湛露拿着刀,用刀尖一下下的扎在原木桌面上,没有说话,想来是默认。
然后,白定坤就叫驾驶员停船,放救生筏。
等那驾驶员过来,我一看,敢情也不是陌生人,原来是白定坤的秘书,姓车。
也不知年纪轻轻的车秘书为何要上这条贼船,而且还对白定坤言听计从。
雨丝依然细密,可视范围不大,根本看不到海岸的方向。
海上虽然无风,但漆黑的海面看起来就像一张能吞噬一切的大嘴。
车秘书把橡皮材质的救生筏放下水,橘红色的救生筏就在海面上轻轻摇晃,看起来不堪一掀。
西西有深海恐惧癥,死活不敢下去,站在甲板上抓着我的衣服,哭的上气不接下气。
白定坤嫌她麻烦,叫车秘书把她扔下去。
车秘书就面无表情的走过来,要把西西扔到救生筏上。
我挡住车秘书,看着西西:“你这笨蛋,有机会还不走,是不是傻!”
西西哭成泪人:“芜姐姐,不要……我不要,我害怕……”
我用力抱了她一下,顺势把手机塞进她的口袋:“怕什么怕!明天天一亮就有人来救你了!”
然后,我用极轻的声音告诉她:“我们一走你就报警。

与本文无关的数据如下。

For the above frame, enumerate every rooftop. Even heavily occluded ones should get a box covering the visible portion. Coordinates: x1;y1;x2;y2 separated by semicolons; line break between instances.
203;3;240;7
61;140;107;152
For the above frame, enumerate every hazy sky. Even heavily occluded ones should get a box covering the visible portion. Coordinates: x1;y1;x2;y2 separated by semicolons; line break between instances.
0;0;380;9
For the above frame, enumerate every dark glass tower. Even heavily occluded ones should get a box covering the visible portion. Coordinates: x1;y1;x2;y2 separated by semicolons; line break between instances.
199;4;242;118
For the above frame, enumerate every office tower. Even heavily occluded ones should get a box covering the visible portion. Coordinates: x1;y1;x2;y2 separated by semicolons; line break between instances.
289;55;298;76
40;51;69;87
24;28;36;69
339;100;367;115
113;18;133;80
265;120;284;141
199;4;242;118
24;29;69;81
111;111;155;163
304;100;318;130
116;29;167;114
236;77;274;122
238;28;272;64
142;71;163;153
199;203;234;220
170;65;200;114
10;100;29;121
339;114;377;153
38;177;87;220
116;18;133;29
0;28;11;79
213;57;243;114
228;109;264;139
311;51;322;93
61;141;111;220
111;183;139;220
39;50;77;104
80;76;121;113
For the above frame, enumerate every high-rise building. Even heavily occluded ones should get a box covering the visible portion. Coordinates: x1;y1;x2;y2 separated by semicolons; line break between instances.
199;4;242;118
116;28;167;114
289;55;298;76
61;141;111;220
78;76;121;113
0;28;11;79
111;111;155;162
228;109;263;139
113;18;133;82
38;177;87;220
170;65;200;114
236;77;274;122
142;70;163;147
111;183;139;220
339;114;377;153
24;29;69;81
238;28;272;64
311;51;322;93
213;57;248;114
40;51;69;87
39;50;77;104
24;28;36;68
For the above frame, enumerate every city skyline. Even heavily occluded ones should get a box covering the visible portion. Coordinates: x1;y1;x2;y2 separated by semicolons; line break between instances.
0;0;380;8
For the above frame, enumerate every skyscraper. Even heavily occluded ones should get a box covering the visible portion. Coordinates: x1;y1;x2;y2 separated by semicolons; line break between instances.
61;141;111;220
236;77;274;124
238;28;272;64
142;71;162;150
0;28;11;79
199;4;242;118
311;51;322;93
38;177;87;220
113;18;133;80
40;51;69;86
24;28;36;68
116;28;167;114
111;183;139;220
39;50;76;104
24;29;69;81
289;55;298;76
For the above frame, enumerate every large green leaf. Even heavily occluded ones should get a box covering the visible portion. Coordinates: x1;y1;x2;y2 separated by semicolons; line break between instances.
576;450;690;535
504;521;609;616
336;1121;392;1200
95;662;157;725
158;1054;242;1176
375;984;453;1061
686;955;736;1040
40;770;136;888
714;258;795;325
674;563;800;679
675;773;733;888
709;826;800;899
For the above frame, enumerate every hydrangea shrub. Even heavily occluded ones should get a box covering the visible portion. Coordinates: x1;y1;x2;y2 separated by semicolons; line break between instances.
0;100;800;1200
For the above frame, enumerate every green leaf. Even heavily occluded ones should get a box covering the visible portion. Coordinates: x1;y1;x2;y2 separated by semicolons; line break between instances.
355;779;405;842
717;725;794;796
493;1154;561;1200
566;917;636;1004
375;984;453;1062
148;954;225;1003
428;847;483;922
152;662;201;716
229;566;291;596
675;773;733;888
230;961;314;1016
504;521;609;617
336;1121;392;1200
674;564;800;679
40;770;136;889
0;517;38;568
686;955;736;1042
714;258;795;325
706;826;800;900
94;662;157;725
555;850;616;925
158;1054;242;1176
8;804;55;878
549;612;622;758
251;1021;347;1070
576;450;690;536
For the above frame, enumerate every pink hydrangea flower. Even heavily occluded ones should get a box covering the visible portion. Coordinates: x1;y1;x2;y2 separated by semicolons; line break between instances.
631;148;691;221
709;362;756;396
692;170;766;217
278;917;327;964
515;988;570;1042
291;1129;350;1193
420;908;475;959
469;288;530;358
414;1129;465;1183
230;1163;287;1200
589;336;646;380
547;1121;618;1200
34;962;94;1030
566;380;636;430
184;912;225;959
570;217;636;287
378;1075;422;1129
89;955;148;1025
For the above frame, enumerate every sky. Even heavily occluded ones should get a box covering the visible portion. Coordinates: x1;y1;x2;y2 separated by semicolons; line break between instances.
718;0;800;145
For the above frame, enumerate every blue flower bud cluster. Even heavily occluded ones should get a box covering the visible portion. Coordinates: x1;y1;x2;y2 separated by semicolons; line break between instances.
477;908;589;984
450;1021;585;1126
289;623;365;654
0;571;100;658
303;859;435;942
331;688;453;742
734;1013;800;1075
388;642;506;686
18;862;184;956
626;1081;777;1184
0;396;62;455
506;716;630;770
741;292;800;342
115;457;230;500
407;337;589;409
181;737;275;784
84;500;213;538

”
说着,我放开她,指着救生筏:“走啊!”
西西脸上尽是水,不知是雨水还是泪水。
在她胆战心惊、哭哭啼啼的爬上救生筏以后,车秘书回去继续开游艇,我也被白沫瑶推回去。
我扭头看着救生筏上的西西。
游艇距离救生筏越来越远,她也变得越来越小,终于完全隐在雨幕裏,看不见了。